# Leasing a car in Perth?



## scott20298 (Mar 9, 2012)

Do expats lease cars in Perth? I'm moving shortly and trying to research a few options for when we get there regards cars. We have sold both our UK cars since I couldn't bear to fill in any more paperwork for taking my BMW X5 with me :-(. Does anyone have any pointers regards whether to buy vs lease and if so which type of lease. The company I'm going to offers a novated lease program and I'm wondering if a novated car lease a good or bad deal? 

Any pointers/comments greatly appreciated.

Scott


----------



## andystack (Aug 17, 2010)

Cars are very expensive over here to buy but so is rental, you get the usual rental company's as you do in England ie hertz, europecar etc
My company pay $40 a day which I know is a corporate rate as you would not get anything near this price privately. Look on gumtree and auto trader and you will find prices of second hand cars. Be prepared to pay a very hefty price for a BMW over here as they are imported and a big premium is added. Some cars are just as cheap to buy brand new as they are to buy a one/two years old car.


----------



## crsf29 (Apr 12, 2012)

scott20298 said:


> Do expats lease cars in Perth? I'm moving shortly and trying to research a few options for when we get there regards cars. We have sold both our UK cars since I couldn't bear to fill in any more paperwork for taking my BMW X5 with me :-(. Does anyone have any pointers regards whether to buy vs lease and if so which type of lease.
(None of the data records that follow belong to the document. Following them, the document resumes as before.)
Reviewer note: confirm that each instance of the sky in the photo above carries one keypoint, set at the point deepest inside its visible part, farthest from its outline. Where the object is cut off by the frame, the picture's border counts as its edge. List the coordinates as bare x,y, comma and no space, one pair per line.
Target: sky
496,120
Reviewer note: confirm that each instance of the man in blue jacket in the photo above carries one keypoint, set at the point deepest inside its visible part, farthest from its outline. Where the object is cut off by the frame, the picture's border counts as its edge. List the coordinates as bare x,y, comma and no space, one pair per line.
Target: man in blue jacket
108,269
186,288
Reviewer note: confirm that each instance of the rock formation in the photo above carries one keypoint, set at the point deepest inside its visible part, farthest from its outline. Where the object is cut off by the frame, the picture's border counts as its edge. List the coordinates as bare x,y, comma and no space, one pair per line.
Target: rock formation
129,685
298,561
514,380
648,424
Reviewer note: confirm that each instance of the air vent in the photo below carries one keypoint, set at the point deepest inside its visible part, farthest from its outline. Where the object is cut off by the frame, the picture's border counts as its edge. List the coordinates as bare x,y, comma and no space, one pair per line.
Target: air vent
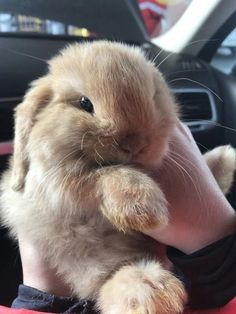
195,105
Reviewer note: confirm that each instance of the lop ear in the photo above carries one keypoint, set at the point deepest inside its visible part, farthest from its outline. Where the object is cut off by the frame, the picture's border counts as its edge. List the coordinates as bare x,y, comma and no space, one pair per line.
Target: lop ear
34,101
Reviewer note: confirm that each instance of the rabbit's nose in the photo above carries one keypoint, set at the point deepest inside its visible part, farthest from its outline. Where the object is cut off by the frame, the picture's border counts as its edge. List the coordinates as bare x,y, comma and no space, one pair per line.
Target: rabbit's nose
133,143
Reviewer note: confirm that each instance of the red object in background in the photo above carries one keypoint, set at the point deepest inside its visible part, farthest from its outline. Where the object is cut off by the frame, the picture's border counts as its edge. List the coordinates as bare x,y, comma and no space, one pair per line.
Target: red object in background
152,12
230,308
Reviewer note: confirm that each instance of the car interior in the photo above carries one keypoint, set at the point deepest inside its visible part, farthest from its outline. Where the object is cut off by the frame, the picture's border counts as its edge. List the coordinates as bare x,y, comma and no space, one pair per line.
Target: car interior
206,95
The company I'm going to offers a novated lease program and I'm wondering if a novated car lease a good or bad deal?
> 
> Any pointers/comments greatly appreciated.
> 
> Scott


I am in the same boat, I will be moving over shortly. My stay will be 3 1/2 years and I don't think the novated lease is an option for me. I'll be watching this thread, looking for some advice.

Thanks,

Cory


----------



## sam_lloyd1881 (Jul 1, 2010)

Hey Scott,

Cars in Perth arent really that expensive. It really depends on what type of car your looking at. For new cars, as low as 10 Grand for those basic cars ( Hyundai/Kias), for a more premium car ( BMW, Merc, Audi ), you'll be looking around the 30Grand and above price range. I consider that ok, as compared to Singapore, where a freaking Toyota Corolla costs 100 Grand.
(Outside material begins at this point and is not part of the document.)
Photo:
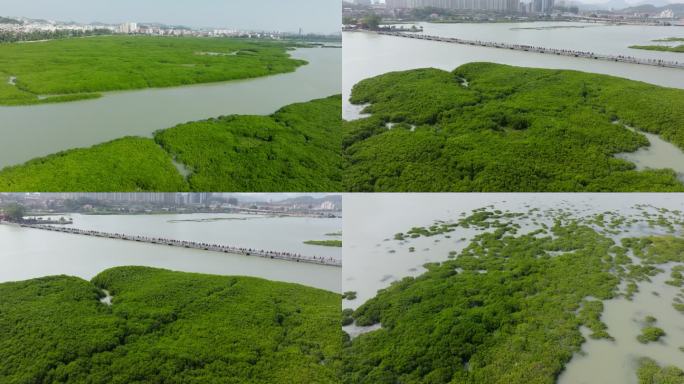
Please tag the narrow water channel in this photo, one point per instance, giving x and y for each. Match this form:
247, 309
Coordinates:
32, 131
Depending on your length of stay, you could consider a lease. My car is a novated leased car, we pay $500 a fortnight for our Ford Falcon, it gives us a Patrol card, and scheduled maintenance is covered. And it also aids in lower taxes to be paid.


----------



## scott20298 (Mar 9, 2012)

Decided to go for the novated lease, looks attractive to spend pre tax money to save on petrol etc, plus get a new car every two years.


----------